Demonstrates an approach to understanding performance cost of a single search
- 16G RAM, 8G might work when reducing JVM memory to 2G in docker-compose.yml
- 15G disk space to index in three different ways, SSD preferred
- Tested on Mac OS X, should work (better) on Linux
- Docker
- Python 3 with requests package
- Siege (available on most package managers) https://www.joedog.org/siege-manual/
- Download https://research.signalmedia.co/newsir16/signal-dataset.html
docker-compose up
You can now access Elasticsearch on http://localhost:9200 and Kibana on http://localhost:5601
Create indices and templates:
cd index-creation/
./create-articles-1-index.sh
./create-articles-5-index.sh
./create-articles-daily-template.sh
cd ..
Indexing:
- Indexing articles-1 and articles-5 took about 15min each on my Macbook
- Indexing articles-daily took 55 min
- The line progress counter will go up to 2 million
cd indexing/
./index-articles-1.sh
./index-articles-5.sh
./index-daily.sh
cd ..
## Do some testing
See what the example searches return:
./search.sh articles-1 vw-query-4.json
./search.sh articles-1 vw-query-16.json
For cleaner results, stop Kibana:
docker-compose stop kibana
This how to run all combinations of indices and searches. Do a warm-up run first, we don't care about IO.

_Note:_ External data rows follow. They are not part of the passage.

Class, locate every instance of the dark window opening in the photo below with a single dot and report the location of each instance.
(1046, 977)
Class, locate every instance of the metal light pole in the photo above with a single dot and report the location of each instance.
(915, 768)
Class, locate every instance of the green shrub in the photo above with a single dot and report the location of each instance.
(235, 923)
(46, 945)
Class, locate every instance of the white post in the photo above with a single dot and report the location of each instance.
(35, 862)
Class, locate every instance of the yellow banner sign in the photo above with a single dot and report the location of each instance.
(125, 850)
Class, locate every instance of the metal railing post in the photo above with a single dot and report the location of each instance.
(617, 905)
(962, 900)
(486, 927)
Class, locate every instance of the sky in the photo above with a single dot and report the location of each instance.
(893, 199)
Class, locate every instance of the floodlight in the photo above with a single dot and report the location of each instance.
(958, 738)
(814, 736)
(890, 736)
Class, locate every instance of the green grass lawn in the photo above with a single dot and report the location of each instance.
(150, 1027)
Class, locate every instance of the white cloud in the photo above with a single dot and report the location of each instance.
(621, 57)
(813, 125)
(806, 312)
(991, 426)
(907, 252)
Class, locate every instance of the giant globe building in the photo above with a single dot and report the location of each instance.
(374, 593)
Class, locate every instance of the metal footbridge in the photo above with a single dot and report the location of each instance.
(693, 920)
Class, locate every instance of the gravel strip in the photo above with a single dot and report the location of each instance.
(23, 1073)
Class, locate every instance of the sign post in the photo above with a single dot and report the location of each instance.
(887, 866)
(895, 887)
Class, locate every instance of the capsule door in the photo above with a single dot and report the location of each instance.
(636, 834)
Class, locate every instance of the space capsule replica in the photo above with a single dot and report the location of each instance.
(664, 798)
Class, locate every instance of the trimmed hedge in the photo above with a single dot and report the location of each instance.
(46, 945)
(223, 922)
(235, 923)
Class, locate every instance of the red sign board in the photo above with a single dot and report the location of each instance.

./siege1000.sh articles-1 vw-query-4.json
./siege1000.sh articles-1 vw-query-16.json
./siege1000.sh articles-5 vw-query-4.json
./siege1000.sh articles-5 vw-query-16.json
./siege1000.sh articles-daily vw-query-4.json
./siege1000.sh articles-daily vw-query-16.json
The siege script disables the request cache. Check the indices.query_cache.hit_count
metric and consider disabling the query cache for another round of testing:
./toggle-query-cache.sh articles-1 false
./toggle-query-cache.sh articles-5 false